The Lost City has gone above and beyond expectations ever since its notable SXSW premiere. Strong reactions and critical acclaim not only lead to a larger than expected opening weekend, but Paramount’s action rom-com has continuously held a high spot at the box office ever since its debut – accumulating a worldwide gross of $128 million thus far. A huge win for both the studio and wider audiences, this success in the aftermath of pandemic delays only points to a greater truth: moviegoers are ready to invest in more rom-coms in theaters again – if it proves to be rightfully cinematic, of course. In a time when streaming seemingly offers various new rom-coms every other week, earning a theatrical experience is something that filmmakers Aaron and Adam Nee totally understand, and it’s why The Lost City works so well.
The Nee Brothers first burst onto the scene with 2006’s The Last Romantic, which established their charming taste for sincere humor. This would only be further explored in 2015’s Band of Robbers, an unlikely smalltown adventure for hidden treasure that clearly sprouted the roots for The Lost City. In our exclusive interview, directors Aaron and Adam Nee speak on the widespread desire for more rom-coms and how they specifically made a romantic quest to be seen in the cinema. They tell all on Sandra Bullock, Channing Tatum, and Brad Pitt’s comedic talents and give us a taste of what’s next. Just because they made a box office hit doesn’t mean that they can’t also maneuver the streaming world, for their long-awaited, live-action Netflix adaptation of He-Man and the Masters of the Universe is on the horizon. Suffice to say, He-Man fans will surely appreciate what the Nee Brothers had to say.
I want to first get your thoughts on the loud response and success of The Lost City. I don’t think audiences have been able to enjoy many action rom-coms like this, specifically in theaters, since before the pandemic, thus creating this huge desire for the film. Can you guys speak on this?
Adam Nee: I think it connects to our own personal desire to see this film. When we first read the script, we were 8 months into the pandemic, isolated in our homes. And reading this script, it just felt like that escape and that adventure that we wanted to go on.
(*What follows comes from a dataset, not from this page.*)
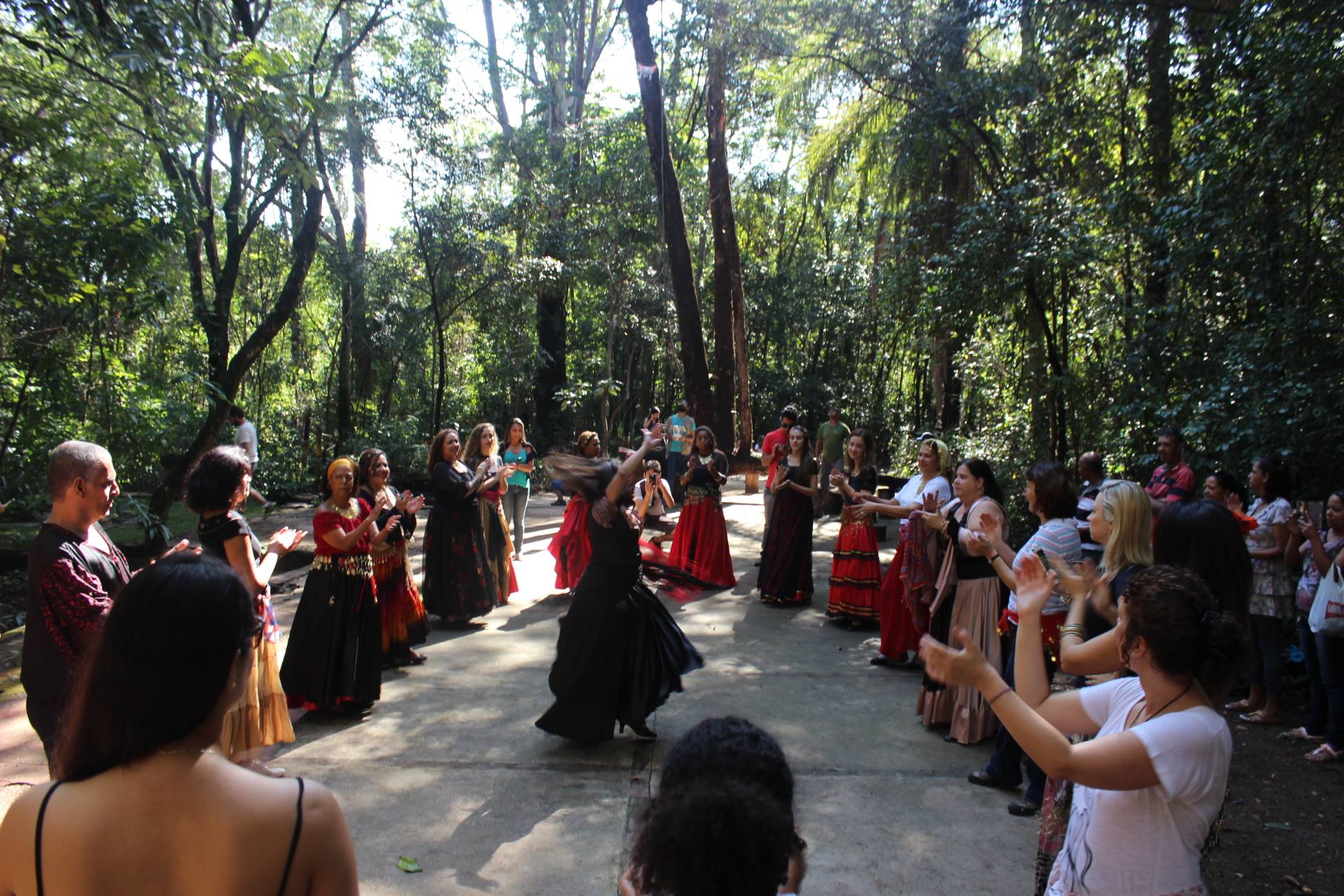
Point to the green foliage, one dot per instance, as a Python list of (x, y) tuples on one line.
[(951, 218)]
So I’m so excited that other people are feeling this way. I mean, not that everyone is going through a hard time, but that we all have this unique longing for this kind of joyful escape, that you can get in theaters that I remember I used to have as a kid
Aaron Nee: I think it’s a big part of what cinema is and why cinema has such a big role in society, in our culture. It’s a way that we, as a community, can together go to a theater and, for a moment, escape out of whatever difficulties and challenges that we’re facing, and just be taken on an adventure – getting to hear each other laugh, cheer, and applaud while on that journey.
Having seen The Lost City in theaters, it kills with an audience. It made me again think about how we’ve gotten a lot of similar rom-coms recently but they’re more common on streaming now. What are your thoughts on The Lost City being allowed to thrive in cinemas and possibly show that there’s still a hunger for the genre outside of streaming?
Adam Nee: Comedy is such an audience genre where it’s a communal thing, and even going to the cinema is just such a communal thing. This is a movie that was made for audiences and if you watch the trailer at home, you’re probably going to have a different reaction than watching it with 300 people in a room. You just feel that energy and that surprise that you’re going through together as a group.
Aaron Nee: I think streaming is wonderful and there are some wonderful opportunities coming up for movies that just couldn’t find a home in the cinema, that they can find a home on streaming. But there’s something singular and special about the cinema in that you get to have this experience with a group of people and you can feel that energy in the room – it magnifies your own experience.
Adam Nee: It was our approach to [The Lost City] because we knew it was a theatrical movie, and we wanted to make it where it had to be theatrical. We wanted to give it the scope and scale, the feel of something that you had to see in theaters and make it an event – something that you also want to see before your friends tell you all the funny scenes in the movie. So, hopefully, more people will get out and see it because I do think it is a movie that is meant to be seen in theaters.
So you got to play with comedy pros in Sandra Bullock and Channing Tatum. Was their expertise in the genre at all intimidating for you two given that you’ve never worked on a film this big?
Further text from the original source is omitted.